Bitcoin is showing significant growth since the last quarter of 2023, with its price rising from around $25,000 to reaching $64,000 at its higher price in January 2022 before the Bitcoin Halving.
This price movement has triggered many investors to call the crypto market to have its early bull phase, with institutional investors and retail investors collaborating, pushing Bitcoin’s price higher.
Even though the price is going up, there are some questions that are going around, which are why is the Bitcoin Price Rising, and is the market still looking good?
Institutional Investors and Retail Investor Collaborating
The rise of Bitcoin price happened because of the influx volume that the Bitcoin Spot ETF gave through its issuers purchasing Bitcoins in the billions of dollars.
It is recorded that the Bitcoin buying volume itself has reached an average of $200 Million to $600 Million daily, which mostly came from institutional investors buying the ETF.
When an institutional investor buys a Bitcoin Spot ETF share, the issuers need to match that order in Bitcoin, hence why Bitcoin is seeing a large amount of buying volume.
The daily transaction volume itself, including buying and selling volume, reached $7 Billion yesterday, which is a new record since its highest volume during the launch.
Most of these volumes are signs that institutional investors are interested in Bitcoin which has led investors to believe that adoption rate is growing fast.
The transaction volume of institutional investors has also been in line with the transaction volume from retail investors and traders.
This creates a narrative that Bitcoin’s institutional and retail investors are collaborating, pushing the market higher.
Looking at the chart above, from Coinglass, it can be seen that traders are also trying to match the volume of spot transactions.
In the futures market alone, the open interest, or the volume that represents how much money is being traded in the Bitcoin futures contract, has reached more than $60,000 excluding the amount of leverages that are being used.
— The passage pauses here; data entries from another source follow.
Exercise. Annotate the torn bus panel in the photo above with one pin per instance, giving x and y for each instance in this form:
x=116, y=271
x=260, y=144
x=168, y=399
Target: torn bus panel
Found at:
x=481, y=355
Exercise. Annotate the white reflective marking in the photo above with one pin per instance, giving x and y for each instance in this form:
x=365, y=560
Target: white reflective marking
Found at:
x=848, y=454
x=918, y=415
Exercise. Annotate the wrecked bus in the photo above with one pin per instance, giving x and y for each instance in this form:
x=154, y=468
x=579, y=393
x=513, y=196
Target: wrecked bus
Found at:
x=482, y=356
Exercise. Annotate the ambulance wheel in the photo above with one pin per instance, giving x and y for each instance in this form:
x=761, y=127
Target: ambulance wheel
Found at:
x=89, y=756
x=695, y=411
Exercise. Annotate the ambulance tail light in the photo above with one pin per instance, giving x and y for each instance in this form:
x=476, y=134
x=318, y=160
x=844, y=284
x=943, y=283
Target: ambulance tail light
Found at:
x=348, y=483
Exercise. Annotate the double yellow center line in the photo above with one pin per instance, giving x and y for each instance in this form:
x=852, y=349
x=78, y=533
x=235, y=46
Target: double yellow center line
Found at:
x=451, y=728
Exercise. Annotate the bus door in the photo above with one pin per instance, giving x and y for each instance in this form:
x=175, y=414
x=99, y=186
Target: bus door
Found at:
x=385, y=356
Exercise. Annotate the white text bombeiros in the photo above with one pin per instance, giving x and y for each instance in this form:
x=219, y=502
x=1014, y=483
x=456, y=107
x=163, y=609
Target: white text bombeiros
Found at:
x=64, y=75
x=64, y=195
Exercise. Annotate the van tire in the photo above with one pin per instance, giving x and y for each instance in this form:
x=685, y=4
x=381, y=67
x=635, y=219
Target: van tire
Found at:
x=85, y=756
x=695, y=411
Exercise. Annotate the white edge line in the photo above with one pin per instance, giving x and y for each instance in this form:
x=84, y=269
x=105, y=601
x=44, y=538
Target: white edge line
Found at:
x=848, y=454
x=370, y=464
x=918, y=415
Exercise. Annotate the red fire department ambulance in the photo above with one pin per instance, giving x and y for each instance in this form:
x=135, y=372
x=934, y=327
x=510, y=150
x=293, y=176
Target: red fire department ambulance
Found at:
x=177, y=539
But looking at both graphs above, it can be seen that even though volume has been increasing, the spot and derivative market shows a weakening sign in the last two days, giving hints of a potential price correction in Bitcoin.
Greed is Higher
Also another thing to look at is the Fear and Greed Index which is an index describing the conditions around investors in the crypto market, especially Bitcoin.
When the index reaches extreme greed, usually it is a sign of potential correction ahead because of the market being overheated.
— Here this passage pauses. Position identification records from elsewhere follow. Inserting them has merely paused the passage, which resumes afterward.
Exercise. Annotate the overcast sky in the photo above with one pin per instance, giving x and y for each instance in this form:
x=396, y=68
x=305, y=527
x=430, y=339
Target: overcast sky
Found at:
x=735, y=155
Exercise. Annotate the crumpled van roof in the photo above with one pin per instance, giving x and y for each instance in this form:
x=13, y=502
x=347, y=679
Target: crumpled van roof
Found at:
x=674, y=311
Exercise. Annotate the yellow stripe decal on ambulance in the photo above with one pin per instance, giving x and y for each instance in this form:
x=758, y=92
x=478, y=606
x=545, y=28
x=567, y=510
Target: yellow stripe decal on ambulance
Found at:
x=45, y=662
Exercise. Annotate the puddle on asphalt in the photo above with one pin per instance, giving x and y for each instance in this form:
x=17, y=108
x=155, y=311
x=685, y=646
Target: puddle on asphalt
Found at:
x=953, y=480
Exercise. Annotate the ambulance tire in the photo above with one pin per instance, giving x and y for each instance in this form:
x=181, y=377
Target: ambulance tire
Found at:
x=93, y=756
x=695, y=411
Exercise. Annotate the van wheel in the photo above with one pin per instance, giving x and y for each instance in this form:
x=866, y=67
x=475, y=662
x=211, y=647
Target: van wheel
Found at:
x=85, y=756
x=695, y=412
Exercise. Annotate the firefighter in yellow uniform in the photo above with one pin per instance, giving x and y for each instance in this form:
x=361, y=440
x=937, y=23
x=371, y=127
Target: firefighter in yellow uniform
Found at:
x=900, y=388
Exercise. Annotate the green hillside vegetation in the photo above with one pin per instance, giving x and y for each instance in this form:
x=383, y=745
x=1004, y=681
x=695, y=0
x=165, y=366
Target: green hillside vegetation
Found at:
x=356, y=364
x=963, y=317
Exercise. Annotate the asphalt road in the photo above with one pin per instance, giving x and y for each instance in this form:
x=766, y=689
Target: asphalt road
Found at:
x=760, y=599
Conversely, when the index reaches extreme fear, it is a sign of potential price gain because the selling pressure has started to fade out and the price is considered cheap for investors to go in.
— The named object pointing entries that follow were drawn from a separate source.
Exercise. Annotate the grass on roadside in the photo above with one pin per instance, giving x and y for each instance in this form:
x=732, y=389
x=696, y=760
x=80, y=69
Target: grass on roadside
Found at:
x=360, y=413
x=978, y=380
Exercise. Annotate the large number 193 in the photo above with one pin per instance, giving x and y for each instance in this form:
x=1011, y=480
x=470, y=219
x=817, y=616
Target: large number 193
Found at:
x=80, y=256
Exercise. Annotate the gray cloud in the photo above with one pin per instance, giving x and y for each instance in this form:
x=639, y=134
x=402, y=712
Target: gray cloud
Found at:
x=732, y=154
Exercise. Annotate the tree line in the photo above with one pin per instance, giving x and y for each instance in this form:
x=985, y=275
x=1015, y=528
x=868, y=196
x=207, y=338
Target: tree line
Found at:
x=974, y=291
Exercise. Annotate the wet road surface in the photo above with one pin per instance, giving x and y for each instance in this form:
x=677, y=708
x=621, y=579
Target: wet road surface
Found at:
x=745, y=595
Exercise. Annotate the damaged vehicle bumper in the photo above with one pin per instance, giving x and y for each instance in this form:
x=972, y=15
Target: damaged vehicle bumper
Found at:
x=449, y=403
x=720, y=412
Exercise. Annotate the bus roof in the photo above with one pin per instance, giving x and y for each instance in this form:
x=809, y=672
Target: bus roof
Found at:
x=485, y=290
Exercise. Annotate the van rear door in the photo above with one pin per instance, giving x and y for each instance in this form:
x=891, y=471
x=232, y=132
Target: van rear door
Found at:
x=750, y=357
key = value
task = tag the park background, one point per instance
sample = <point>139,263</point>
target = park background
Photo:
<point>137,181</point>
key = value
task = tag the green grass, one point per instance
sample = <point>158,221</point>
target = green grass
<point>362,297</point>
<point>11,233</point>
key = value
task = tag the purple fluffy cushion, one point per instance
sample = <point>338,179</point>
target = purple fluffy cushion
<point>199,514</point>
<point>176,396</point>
Looking at the current condition of the index, it can be seen that Bitcoin is standing around Greed condition, which is a potential sign of a correction ahead.
Even though it has not reached extreme greed yet, it is good to be careful when Bitcoin is nearing the 100 value of the index, because usually volatility might be right around the corner.
As Bitcoin’s price usually never goes higher than the previous highs of the bull market before halvings occurred, it is good to keep in mind that Bitcoin’s price is nearing the potential current top and might not go higher in the short term.
So to prepare for the long term, investors and trader need to set their psychological state to not get FOMO’ed into buying or trading Bitcoin especially with too high of a leverage, so that the capital be utilize for the long run.